Over the next 90 minutes, there was a constant stream of WhatsApp messages from Ms. McNeill chronicling the parade of Thai officials, airport officers and others demanding that Rahaf open the door. Rahaf refused them all, demanding “I want the UN!” BBC, AP, CNN, Reuters and scores of other journalists had bought cheap tickets to get into the international side of the airport and staked out the hotel lobby. Looming were the countdown to the 11:15 a.m. Kuwait Airways departure and hopes she could resist and earn a reprieve to the next Kuwait Airways flight, on Wednesday. Thousands of people from around the world called the UNHCR office in Bangkok, demanding they send officers to the airport.
When the flight pushed back from the gate without Rahaf on it, the clouds seemed to break. The time bought was precious because it gave Thailand time to re-evaluate the situation. Immigration Commissioner Surachate Hakparn stopped calling it a “family situation” and promised not to send Rahaf back into harm’s way because Thailand is the “land of smiles” and “we will not send anyone back to their death.” UNHCR’s team got to the airport and by about 5 p.m. finally got access, determined she was a refugee and placed her under their protection.
The Canadian government stepped in to bring Rahaf to Canada quickly because her father and brother were in Bangkok trying to get access to her, and she feared these two since she held them responsible for the physical and psychological abuse she had suffered in Saudi Arabia. Only when I saw the photos of Canadian Foreign Minister Chrystia Freeland greeting her in Toronto did I believe that Rahaf was truly safe.

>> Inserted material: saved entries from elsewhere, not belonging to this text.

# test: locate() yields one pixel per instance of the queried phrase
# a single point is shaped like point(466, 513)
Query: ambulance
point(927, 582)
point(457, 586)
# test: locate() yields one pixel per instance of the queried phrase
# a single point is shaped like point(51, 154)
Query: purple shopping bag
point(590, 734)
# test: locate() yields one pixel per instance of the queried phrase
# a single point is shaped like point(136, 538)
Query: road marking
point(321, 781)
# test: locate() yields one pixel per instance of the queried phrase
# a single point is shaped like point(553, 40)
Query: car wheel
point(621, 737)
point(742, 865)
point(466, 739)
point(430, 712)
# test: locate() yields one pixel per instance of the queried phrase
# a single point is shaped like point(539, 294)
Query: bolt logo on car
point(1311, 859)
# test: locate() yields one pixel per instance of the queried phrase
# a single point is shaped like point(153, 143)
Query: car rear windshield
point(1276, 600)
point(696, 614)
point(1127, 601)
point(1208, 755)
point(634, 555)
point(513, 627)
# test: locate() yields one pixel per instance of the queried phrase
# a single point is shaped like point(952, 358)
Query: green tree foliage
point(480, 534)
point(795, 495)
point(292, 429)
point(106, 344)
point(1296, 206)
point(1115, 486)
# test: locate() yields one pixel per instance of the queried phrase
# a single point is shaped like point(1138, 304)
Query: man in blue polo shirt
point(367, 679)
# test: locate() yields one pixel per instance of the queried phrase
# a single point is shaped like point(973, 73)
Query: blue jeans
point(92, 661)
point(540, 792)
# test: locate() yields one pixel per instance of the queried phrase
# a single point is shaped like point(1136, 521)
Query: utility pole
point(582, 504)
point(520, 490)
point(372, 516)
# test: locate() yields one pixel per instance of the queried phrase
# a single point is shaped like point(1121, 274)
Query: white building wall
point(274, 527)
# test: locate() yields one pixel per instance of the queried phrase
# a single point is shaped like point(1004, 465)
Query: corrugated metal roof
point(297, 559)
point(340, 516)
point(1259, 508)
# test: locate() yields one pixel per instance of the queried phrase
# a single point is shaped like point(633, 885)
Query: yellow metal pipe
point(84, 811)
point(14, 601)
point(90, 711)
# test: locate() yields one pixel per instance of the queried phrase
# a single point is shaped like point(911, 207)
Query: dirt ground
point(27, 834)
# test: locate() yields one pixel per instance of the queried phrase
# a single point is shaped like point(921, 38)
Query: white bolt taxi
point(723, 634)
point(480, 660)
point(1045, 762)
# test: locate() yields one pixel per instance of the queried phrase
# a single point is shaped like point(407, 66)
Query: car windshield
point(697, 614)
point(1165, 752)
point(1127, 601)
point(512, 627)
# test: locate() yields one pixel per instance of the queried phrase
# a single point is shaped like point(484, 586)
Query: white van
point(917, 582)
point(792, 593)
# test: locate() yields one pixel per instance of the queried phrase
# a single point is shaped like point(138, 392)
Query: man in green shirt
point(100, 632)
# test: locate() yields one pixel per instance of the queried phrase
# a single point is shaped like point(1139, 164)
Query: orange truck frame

The drama of Rahaf’s pleas via Twitter, her determination and courage, and the photos and videos of her barricade to save herself made her an Internet phenomenon that may be hard to recreate. But the surge of support she received from social media around the world shows that tapping global support is possible and can be decisive in prompting media and policy-makers to care – and to act. But sadly, this won’t be the last such desperate case. Canada, as a global leader in receiving refugees, and other like-minded countries, need to stand ready to help future Rahafs.